Pointing out the obvious links between Paisley’s violent rhetoric and actual violence, as Jordan has done, is one way to explore the relationship between religion and violence. The task of explaining how the institutional churches were implicated in violence, despite leaders who issued joint statements condemning violence and calling for peace, is more complex. The explanations have also proven controversial.
Brewer, Higgins, and Teeney argue that individual Christians who formed their own organizations and networks did the most effective work for peace during the Troubles and the peace process by engaging more effectively at the grassroots. They formed relationships with people at an individual level and nursed processes of personal transformation by creating safe spaces for discussion, self-discovery, and support. The authors’ finding coincides with the experiences of those interviewed in Ex-Combatants, Religion and Peace and highlights sociological factors that contributed to these individuals’ success: Small groups have more freedom and flexibility to develop radical ideas than large institutions. They also can move more quickly to respond to immediate needs. So, while church leaders were busy issuing statements that were largely ignored, networks of activists were busy on the ground. Some of the public controversy around the book could have been muted had the authors done more to highlight these structural features that diminished the churches’ effectiveness.
Beyond its condemnation of the institutional churches, Religion, Civil Society and Peace in Northern Ireland makes four key contributions to understanding religion, violence, and peace in Northern Ireland. First, it highlights the disproportionate presence of evangelicals in effective peacemaking. Evangelicals did much of the heavy work in critiquing the Calvinist concepts that have undergirded Northern Ireland’s wider Protestant identity, including depictions of Protestants as a “chosen people” who possessed a right to the “promised land.” These critiques led to public calls for repentance by evangelicals from groups such as Evangelical Contribution on Northern Ireland. The focus on evangelicals’ contributions to peacemaking corrects scholars’ over-emphasis on the destructiveness of Paisley’s fundamentalist evangelicalism, and their overly-optimistic assessments of ecumenical peacemaking. Second, it includes the most detailed analysis to-date of the role of individual Catholic clergy in brokering secret peace talks. It provides in particular new information and insights into how the clergy at Clonard Monastery brokered the talks that helped bring Sinn Féin into the political process. Third, it explores the significance of Methodists as mediators, arguing that as the smallest of the four “main churches” it had more freedom to take risks, for example by authorizing and supporting its clergy if they were willing to dialogue with people and groups the wider Protestant community considered “beyond the pale.” Finally, it argues that Christian discourse about relationships as the key to reconciliation has not aided the peace process because it has distracted Christian peacemakers from dismantling the social and political structures that fueled violence and that continue to perpetuate division.

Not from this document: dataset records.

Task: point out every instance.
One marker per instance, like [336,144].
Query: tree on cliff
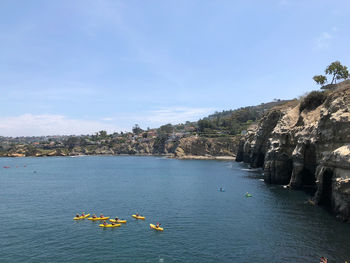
[136,129]
[320,79]
[338,71]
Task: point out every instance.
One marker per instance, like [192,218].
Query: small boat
[139,217]
[156,228]
[81,217]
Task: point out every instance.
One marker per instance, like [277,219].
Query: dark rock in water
[307,150]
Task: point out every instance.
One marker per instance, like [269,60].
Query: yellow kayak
[98,218]
[81,217]
[156,228]
[119,221]
[139,217]
[109,225]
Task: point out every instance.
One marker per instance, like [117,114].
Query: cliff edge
[306,144]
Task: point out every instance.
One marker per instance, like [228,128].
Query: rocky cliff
[306,144]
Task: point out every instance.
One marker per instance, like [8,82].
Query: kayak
[109,225]
[98,218]
[119,221]
[81,217]
[139,217]
[156,228]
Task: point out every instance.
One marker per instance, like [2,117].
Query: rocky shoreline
[306,149]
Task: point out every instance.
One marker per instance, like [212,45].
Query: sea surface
[40,196]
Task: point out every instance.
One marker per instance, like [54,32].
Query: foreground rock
[307,149]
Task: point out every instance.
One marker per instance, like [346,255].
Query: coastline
[171,156]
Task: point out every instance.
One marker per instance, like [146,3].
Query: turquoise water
[38,202]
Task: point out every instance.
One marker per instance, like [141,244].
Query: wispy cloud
[37,125]
[323,41]
[177,114]
[157,117]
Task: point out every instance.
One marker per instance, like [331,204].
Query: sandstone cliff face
[308,149]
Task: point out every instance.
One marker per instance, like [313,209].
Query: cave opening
[326,195]
[308,179]
[260,159]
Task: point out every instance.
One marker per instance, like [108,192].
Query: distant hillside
[233,122]
[215,135]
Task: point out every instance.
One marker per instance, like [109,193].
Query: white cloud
[323,41]
[177,114]
[36,125]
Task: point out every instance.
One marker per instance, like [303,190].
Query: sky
[78,67]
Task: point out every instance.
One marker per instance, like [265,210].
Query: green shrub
[312,100]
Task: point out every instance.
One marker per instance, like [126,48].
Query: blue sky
[77,67]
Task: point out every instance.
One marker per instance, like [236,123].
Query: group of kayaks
[115,222]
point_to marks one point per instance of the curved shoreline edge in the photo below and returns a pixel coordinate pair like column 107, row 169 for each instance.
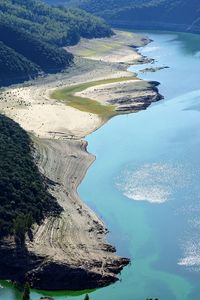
column 71, row 252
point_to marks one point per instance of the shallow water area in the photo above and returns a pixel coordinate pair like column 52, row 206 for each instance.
column 145, row 182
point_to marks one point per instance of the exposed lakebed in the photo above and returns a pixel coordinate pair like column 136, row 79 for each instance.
column 145, row 182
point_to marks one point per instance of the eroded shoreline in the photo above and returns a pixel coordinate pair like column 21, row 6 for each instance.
column 70, row 252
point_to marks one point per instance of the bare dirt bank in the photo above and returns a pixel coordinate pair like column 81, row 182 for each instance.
column 70, row 252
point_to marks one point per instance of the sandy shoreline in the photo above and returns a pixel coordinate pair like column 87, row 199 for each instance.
column 74, row 246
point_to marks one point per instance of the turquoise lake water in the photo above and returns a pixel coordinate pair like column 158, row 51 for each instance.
column 145, row 183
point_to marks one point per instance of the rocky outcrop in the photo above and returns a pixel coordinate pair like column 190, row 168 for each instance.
column 68, row 252
column 137, row 100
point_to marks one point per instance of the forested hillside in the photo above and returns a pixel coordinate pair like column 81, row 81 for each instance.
column 183, row 15
column 23, row 193
column 35, row 32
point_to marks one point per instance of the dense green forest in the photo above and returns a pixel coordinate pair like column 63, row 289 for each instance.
column 182, row 15
column 36, row 31
column 24, row 197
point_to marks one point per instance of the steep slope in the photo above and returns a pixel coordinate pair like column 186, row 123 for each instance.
column 14, row 67
column 36, row 31
column 180, row 15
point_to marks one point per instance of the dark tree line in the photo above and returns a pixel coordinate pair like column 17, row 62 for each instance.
column 24, row 198
column 32, row 34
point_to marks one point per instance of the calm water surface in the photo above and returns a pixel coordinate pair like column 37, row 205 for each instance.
column 145, row 182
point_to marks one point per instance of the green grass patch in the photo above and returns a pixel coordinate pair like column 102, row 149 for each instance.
column 67, row 95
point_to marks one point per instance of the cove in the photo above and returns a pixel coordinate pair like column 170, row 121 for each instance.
column 145, row 182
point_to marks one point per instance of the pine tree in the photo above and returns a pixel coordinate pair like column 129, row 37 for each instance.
column 26, row 295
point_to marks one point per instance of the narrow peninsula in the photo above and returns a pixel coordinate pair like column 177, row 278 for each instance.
column 68, row 250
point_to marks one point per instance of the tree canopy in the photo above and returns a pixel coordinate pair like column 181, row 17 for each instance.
column 32, row 34
column 24, row 196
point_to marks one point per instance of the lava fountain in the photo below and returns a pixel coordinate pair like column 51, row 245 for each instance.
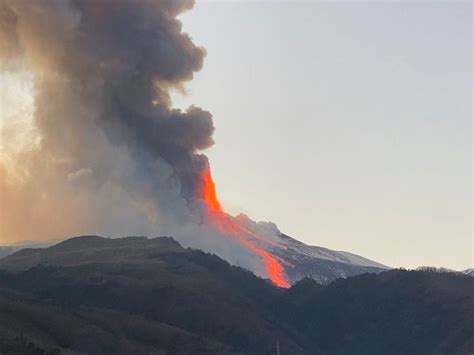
column 226, row 224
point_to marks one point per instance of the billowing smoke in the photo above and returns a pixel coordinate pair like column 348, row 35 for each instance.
column 111, row 156
column 111, row 146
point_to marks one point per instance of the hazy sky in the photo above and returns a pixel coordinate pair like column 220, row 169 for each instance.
column 347, row 124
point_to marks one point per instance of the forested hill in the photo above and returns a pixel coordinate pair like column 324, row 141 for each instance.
column 151, row 296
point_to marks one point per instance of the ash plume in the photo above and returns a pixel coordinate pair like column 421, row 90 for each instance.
column 113, row 155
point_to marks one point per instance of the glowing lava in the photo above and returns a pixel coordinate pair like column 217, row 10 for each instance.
column 227, row 225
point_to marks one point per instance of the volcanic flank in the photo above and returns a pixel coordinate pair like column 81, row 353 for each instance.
column 112, row 156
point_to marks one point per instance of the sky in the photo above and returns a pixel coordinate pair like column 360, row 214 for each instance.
column 349, row 124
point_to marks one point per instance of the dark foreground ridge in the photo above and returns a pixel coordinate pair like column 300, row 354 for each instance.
column 151, row 296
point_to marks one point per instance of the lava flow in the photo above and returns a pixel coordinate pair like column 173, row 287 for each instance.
column 227, row 225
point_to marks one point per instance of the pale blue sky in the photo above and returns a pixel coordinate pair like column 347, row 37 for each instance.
column 348, row 124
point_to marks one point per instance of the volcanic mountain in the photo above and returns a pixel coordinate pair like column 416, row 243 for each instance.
column 96, row 295
column 301, row 261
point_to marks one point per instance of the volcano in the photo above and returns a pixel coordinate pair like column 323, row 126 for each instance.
column 285, row 260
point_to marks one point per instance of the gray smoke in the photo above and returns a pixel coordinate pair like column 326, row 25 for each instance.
column 113, row 155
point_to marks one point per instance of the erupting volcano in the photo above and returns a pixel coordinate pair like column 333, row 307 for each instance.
column 227, row 225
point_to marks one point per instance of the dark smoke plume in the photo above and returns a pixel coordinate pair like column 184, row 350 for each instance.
column 112, row 153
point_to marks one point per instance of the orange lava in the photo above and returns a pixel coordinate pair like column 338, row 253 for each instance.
column 227, row 225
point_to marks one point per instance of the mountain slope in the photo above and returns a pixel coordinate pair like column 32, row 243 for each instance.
column 111, row 296
column 322, row 264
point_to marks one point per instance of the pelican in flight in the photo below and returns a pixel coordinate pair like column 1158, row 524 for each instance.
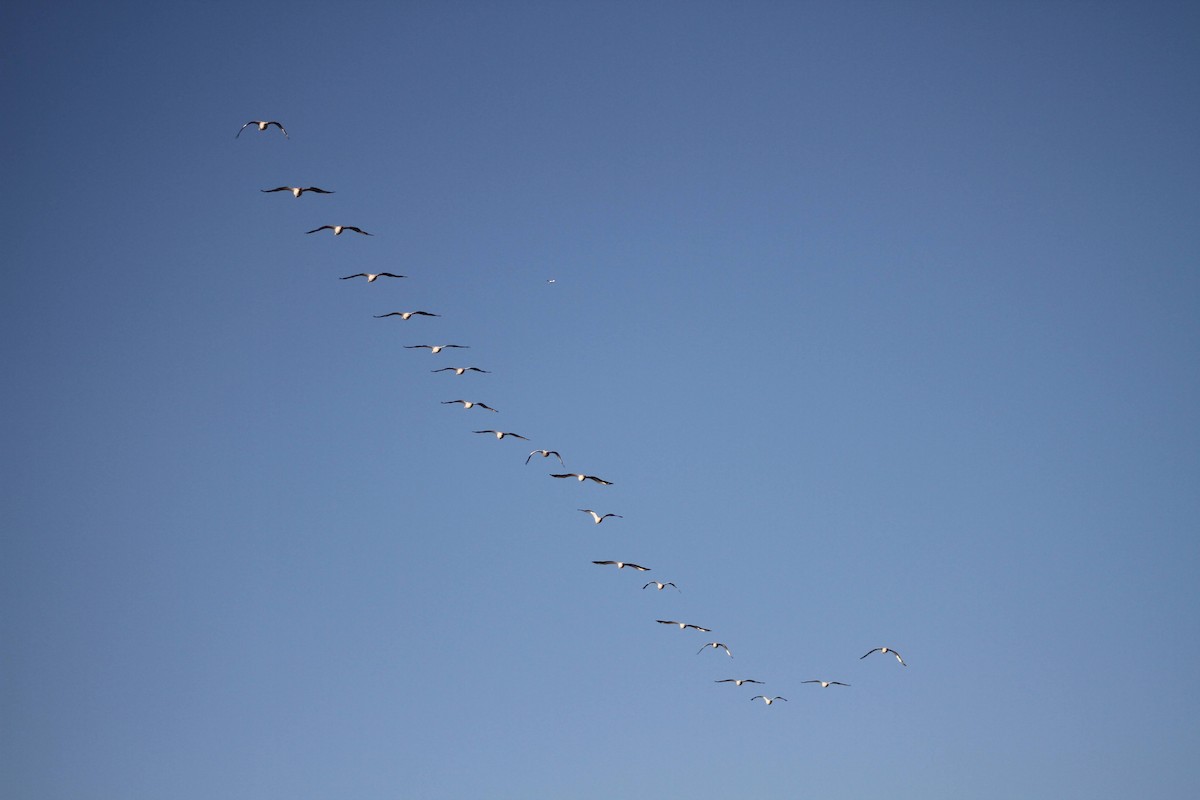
column 582, row 477
column 883, row 650
column 715, row 645
column 372, row 276
column 499, row 434
column 599, row 517
column 337, row 229
column 683, row 626
column 459, row 371
column 297, row 191
column 622, row 565
column 406, row 314
column 471, row 404
column 545, row 453
column 262, row 126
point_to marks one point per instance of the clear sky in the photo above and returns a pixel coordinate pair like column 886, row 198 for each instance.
column 881, row 318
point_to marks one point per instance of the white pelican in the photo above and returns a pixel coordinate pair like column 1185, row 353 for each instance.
column 337, row 229
column 622, row 565
column 406, row 314
column 715, row 645
column 501, row 434
column 883, row 650
column 372, row 276
column 683, row 626
column 600, row 517
column 582, row 477
column 471, row 404
column 459, row 371
column 297, row 191
column 545, row 453
column 262, row 126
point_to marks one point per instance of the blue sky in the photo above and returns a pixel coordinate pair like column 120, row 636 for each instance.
column 882, row 318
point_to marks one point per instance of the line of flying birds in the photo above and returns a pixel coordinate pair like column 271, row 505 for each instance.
column 598, row 517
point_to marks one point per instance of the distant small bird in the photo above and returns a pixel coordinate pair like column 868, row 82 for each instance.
column 501, row 434
column 262, row 126
column 599, row 517
column 583, row 477
column 622, row 565
column 683, row 626
column 545, row 453
column 337, row 229
column 372, row 276
column 715, row 645
column 471, row 404
column 459, row 371
column 297, row 191
column 885, row 650
column 406, row 314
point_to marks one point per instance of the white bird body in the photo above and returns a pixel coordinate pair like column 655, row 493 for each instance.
column 262, row 126
column 469, row 404
column 499, row 434
column 459, row 371
column 885, row 650
column 599, row 517
column 297, row 191
column 582, row 477
column 715, row 645
column 622, row 565
column 337, row 229
column 371, row 276
column 545, row 453
column 683, row 626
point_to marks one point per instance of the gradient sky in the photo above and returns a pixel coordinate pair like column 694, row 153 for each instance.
column 881, row 317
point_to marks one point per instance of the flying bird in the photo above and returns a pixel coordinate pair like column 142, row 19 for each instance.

Christian individuals and organizations built relationships, reworked theologies, and contributed to multiple small changes.
Despite their assessment that religion has been used to perpetuate violence and division, the authors of Ex-Combatants, Religion and Peace and Religion, Civil Society and Peace conclude that this need not always be so. In Northern Ireland, religious peacemaking did not mean praying and waiting for the Reverend Ian Paisley to surprise everyone and enter into government with Sinn Féin. Rather, Christian individuals and organizations built relationships, reworked theologies, and contributed to multiple small changes in the identities and perceptions of people at the grassroots level. Religious peacemakers often lacked the support of their institutional churches, to be sure, and they did not adequately address the structural aspects of conflict. But like Paisley, the additional steps they might one day take for peace could surprise us yet.